Au sortir des assises du 17 janvier, un nouveau ' collectif une école pour tous-tes ' verra le jour et prendra la tête de la lutte contre la loi antifoulard. Le spectre du communautarisme brandi contre le PMF est alors écarté et la lutte contre la loi à venir est désormais brillamment défendue, sur les plateaux et sur les forums Internet, par Hamida Ben Saïd, membre du parti socialiste, féministe et militante des Droits de l’Homme. Un programme précis de lutte est annoncé prévoyant un rassemblement devant l’Assemblée Nationale le 4 février au moment où la loi est discutée. Un meeting le 6 février à Paris et une manifestation nationale le 14 février. Des personnalités comme Noël Mamère, Halima Boumedienne ainsi que Françoise Gaspard et Christine Delphy sont signataires de l’appel du collectif… Mouloud Aounit, premier secrétaire du MRAP avait participé aux assises, mais le Mrap a pourtant réservé son avis sur la signature de l’appel.

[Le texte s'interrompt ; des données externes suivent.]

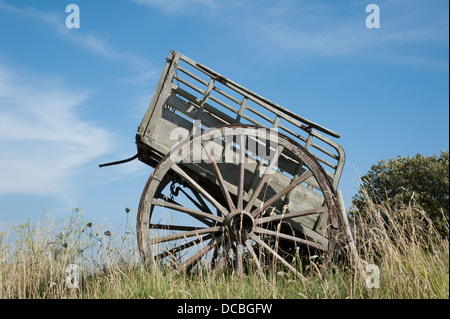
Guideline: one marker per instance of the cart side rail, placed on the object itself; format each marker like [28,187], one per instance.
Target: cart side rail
[197,93]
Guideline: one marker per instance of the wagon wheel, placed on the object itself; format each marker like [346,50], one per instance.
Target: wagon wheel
[211,218]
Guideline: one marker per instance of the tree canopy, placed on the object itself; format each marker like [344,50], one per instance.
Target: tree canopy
[423,179]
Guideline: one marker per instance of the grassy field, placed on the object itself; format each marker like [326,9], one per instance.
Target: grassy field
[75,259]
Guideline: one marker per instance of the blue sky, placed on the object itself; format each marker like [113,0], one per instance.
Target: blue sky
[73,98]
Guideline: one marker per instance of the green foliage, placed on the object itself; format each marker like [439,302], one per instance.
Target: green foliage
[423,180]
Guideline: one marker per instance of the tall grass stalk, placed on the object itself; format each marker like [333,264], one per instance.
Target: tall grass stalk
[412,257]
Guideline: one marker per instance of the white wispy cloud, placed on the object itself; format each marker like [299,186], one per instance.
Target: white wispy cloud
[44,142]
[93,42]
[327,29]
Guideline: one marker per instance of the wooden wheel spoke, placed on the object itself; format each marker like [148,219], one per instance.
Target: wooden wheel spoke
[185,235]
[182,247]
[264,178]
[194,259]
[276,218]
[223,255]
[186,210]
[276,255]
[221,181]
[240,194]
[199,189]
[283,192]
[254,257]
[290,238]
[239,261]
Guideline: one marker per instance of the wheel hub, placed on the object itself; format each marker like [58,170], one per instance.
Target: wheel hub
[240,225]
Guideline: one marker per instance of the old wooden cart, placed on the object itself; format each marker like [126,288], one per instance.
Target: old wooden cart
[239,181]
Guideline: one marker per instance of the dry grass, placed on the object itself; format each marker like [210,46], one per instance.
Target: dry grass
[412,257]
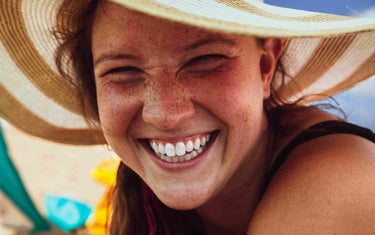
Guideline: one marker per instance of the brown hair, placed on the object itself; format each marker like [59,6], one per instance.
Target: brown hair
[128,203]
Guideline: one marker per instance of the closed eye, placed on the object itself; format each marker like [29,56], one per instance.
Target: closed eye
[123,70]
[204,63]
[205,58]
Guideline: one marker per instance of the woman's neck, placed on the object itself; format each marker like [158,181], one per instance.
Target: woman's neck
[230,211]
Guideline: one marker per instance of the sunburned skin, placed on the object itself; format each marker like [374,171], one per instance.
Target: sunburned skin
[161,82]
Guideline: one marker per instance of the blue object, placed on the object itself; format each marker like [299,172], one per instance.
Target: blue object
[66,213]
[12,186]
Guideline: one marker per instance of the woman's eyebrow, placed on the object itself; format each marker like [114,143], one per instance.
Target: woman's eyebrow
[114,56]
[217,40]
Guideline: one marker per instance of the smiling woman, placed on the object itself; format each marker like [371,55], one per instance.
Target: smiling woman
[207,113]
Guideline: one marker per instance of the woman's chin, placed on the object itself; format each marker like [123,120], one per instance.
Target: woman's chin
[185,199]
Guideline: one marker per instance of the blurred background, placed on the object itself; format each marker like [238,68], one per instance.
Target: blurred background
[61,181]
[358,102]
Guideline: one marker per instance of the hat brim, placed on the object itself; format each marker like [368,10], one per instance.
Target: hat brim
[325,54]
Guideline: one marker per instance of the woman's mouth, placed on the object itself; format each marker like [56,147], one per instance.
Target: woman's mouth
[183,150]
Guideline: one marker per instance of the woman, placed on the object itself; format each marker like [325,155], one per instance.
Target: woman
[211,139]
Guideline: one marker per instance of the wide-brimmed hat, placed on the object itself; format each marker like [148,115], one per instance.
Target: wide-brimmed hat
[325,54]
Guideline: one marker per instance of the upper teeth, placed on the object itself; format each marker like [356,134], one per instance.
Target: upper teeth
[181,150]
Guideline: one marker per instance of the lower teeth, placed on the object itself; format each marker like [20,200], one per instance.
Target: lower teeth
[182,158]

La manif qui peut tout changer
De son côté, le MJD, organisateur de la marche du 7 février, a poursuivi les préparatifs de ce rendez-vous qu’il considère déterminant, comme un vrai test de mobilisation capable d’influer véritablement sur le vote de la loi prévu le 10 février.
Dans un communiqué de presse rendu public le 20 janvier, le comité de direction du mouvement en appelle à un ' sursaut républicain ' et invite ' les Français de tous bords et notamment les familles, à démontrer clairement que les citoyens d’une France républicaine aspirent à vivre ensemble, paisiblement, pacifiquement, dans le respect des diversités en voulant la liberté de chacun, l’égalité pour tous et la fraternité entre les êtres humains '. Un appel au ton extra-communautaire, affichant ainsi la volonté d’éviter la ghettoïsation de la lutte contre l’islamophobie.